A microsatellite is a stretch of DNA made up of two- four base-pair long sequence that is recurring. For example the stretch of DNA like: CAGCAGCAGCAGCAGCAGCAG. The number of repeats in a given microsatellite varies with different people; this means microsatellites can be used as genetic landmarks to distinguish people. Microsatellites are mainly useful hereditary markers because they are spread throughout the genome and can be noticed easily using the polymerase chain reaction.

This is an expressed-sequence tag (EST) which is a stretch of DNA sequence made by copying a portion of an mRNA molecule. All ESTs replicate sequences from genes. They were first proposed as a helpful way to find genes in the genome in 1991. This is about one tenth of the human genome is thought to be transcribed. Looking at ESTs is a way to home in on the expressed, practical sequences in the genome that the nucleus sends out to the rest of the cell.

A team from France had built a low-resolution, microsatellite genetic map of the entire human genome. The very first genetic map that lengthened the entire human genome with microsatellite markers was a large improvement over earlier genetic maps using RFLPs as markers, since microsatellites are more easily discovered and distinguished. Each generation of genetic map had helped with the geneticists more quickly too locate diseased genes on chromosomes.

THis was a physical map that used a sequence tagged site known as STSs as markers too have bigger segments of DNA. One goal of the HGP was completing a map with a marker every 100,000 base pairs by 1998.

In 1990, J.L Guenet and his french group he lead indentified this disese with an experiemtn with mice. There had been dark wood shavings in a mouse trap which caused the mice too have darken urine. The had then found out based on this experiment mice carried this chromosome called chromosome 16.

The sequence of chromosome 22 gave scientists their first view of the organization of an entire chromosome. The sequencing effort concerned on the long arm of the chromosome. Each chromosome consists of two arms, a shor and long arm. In chromosome 22, the q arm is very rich in genes. The sequence from the long arm is 33,400,000 base pairs in length, and contains at least 545 genes.

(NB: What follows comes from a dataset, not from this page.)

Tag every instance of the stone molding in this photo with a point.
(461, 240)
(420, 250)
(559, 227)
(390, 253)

HGP members advanced their goal of get hold of draft sequence covering 90 percent of the human genome to 2000, a year and a half before projected previously. Full-scale human genome sequencing began.

HGP scientists were led by German and Japanese teams to finish the genome sequence of human chromosome 21, the second human chromosome to be fully sequenced. An extra copy of chromosome 21 causes Down syndrome and genes on the chromosome have been linked to diseases like Alzheimer’s and certain forms of cancer.

The FDA accepted an oral medication called Gleevec to treat patients with chronic myeloid leukemia. This happeneds when a certain enzyme that controls cellular growth is abnormally active.Gleevec blocks the activity of the enzyme, slowing the abnormal growth of the white blood cells.